We can take the limit directly (there’s a challenge for you!), from which we get

\[\begin{aligned} &\lim _{\epsilon \rightarrow 0}\frac{S[x(t) + \epsilon \eta (t)]-S[x(t)]}{\epsilon}\\ &= \int _{A_x}^{B_x} \frac{g y(x) \eta '(x) y'(x) + g\eta (x) (-y'(x)^2-1)}{\sqrt{2}(gy(x))^{3/2}\sqrt{y'(x)^2+1}} \end{aligned}\]

The first term has the derivative of $\eta$, so we do a partial integration. After some manipulation:

\[\begin{aligned} &\lim _{\epsilon \rightarrow 0}\frac{S[x(t) + \epsilon \eta (t)]-S[x(t)]}{\epsilon} \\ &= \int _{A_x}^{B_x}-\frac{g(2y(x)y''(x)+y'(x)^2+1)}{2\sqrt{2}(gy(x))^{3/2}(y'(x)^2+1)^{3/2}}\eta (x) dx \end{aligned}\]

We can now identify the functional derivative and set it to zero. After simplifications we get

\[\begin{aligned} y''(x) = \frac{-y'(x) -1}{2y(x)}. \end{aligned}\]

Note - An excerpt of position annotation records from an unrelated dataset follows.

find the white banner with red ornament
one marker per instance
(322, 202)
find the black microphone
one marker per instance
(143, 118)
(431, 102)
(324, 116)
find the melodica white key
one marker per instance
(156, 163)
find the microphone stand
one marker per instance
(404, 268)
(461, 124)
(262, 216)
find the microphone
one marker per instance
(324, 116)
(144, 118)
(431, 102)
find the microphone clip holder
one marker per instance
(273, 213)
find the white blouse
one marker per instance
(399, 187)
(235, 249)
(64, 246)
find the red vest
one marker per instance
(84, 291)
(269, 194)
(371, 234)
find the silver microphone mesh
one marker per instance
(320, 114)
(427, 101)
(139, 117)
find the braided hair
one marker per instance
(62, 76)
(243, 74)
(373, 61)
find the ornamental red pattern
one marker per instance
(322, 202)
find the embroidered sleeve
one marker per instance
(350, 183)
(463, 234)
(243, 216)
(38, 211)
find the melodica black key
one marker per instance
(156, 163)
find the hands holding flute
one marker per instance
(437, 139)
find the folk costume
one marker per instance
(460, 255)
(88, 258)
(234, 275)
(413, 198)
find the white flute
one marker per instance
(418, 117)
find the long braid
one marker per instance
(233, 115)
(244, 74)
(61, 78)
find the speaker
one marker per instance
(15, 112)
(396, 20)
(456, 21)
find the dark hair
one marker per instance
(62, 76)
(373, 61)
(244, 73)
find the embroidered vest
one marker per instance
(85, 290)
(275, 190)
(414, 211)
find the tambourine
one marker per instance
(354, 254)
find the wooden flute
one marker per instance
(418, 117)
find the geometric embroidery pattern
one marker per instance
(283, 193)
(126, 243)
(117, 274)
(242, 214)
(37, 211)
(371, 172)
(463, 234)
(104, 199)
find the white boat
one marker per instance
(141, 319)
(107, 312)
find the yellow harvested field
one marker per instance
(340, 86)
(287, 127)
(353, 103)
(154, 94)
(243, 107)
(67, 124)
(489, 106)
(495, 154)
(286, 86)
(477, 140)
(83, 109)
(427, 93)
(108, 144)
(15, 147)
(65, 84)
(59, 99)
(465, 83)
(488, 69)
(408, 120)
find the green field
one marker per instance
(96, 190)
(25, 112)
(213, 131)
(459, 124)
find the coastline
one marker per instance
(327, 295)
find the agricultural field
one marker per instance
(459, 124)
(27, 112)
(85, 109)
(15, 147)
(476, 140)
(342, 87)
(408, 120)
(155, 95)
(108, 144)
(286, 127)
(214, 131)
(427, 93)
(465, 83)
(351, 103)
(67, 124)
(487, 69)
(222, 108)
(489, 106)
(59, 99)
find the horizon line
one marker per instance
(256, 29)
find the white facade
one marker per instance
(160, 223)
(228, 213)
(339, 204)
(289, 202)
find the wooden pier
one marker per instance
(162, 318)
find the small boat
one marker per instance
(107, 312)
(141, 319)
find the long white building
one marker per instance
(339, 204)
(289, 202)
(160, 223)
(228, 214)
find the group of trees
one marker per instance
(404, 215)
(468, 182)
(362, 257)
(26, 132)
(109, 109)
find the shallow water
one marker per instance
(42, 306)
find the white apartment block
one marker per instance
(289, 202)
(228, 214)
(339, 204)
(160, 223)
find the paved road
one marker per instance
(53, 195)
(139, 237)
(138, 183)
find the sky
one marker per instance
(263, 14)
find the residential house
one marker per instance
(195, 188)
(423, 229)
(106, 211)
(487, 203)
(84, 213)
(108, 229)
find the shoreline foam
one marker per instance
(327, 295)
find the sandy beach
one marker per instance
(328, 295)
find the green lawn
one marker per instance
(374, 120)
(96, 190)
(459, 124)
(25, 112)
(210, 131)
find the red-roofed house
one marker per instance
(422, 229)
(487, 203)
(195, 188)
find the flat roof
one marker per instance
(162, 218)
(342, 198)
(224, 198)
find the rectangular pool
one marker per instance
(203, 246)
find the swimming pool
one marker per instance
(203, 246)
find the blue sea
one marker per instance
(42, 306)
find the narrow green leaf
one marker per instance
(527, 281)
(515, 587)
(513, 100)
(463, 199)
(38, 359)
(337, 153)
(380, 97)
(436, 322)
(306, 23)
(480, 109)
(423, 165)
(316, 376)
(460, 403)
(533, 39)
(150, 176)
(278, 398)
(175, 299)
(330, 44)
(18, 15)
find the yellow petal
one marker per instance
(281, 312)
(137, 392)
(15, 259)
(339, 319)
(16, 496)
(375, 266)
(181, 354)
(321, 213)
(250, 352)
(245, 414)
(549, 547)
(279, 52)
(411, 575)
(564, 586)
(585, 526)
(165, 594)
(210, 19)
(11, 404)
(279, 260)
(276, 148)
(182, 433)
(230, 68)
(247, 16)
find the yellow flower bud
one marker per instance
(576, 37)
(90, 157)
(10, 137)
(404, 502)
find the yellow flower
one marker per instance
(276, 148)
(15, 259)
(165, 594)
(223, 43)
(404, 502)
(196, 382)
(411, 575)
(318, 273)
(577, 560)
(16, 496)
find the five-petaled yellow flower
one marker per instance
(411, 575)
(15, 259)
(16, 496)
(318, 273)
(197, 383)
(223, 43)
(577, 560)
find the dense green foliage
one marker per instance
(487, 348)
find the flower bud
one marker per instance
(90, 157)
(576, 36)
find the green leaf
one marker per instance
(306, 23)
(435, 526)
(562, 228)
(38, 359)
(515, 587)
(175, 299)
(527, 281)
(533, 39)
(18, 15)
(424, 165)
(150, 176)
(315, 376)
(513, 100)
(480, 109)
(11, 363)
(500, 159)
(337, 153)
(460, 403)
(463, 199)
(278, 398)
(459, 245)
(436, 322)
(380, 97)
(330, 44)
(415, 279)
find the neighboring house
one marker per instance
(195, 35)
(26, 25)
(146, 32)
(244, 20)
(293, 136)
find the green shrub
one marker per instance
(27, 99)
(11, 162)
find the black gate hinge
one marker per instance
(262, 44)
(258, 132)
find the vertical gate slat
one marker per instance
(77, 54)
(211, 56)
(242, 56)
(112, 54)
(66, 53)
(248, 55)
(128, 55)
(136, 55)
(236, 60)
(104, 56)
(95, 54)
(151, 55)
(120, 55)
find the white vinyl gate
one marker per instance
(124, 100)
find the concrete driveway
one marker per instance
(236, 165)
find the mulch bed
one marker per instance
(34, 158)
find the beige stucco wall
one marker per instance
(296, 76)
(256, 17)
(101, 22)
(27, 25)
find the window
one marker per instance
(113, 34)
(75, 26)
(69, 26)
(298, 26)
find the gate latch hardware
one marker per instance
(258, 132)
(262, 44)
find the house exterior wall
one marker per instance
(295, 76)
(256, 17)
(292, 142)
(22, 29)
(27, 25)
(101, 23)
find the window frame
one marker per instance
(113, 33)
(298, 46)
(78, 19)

The process here was not in principle more complicated than for the basic Lagrangians of classical mechanics. Only the algebraic manipulations are complicated; you can do the limits and rearranging of terms by using some software like Mathematica or SageMath.

I much prefer deriving my equations of motion this way, using the more general method that seems less arbitrary to me. Join me as a cool functional derivative enjoyer.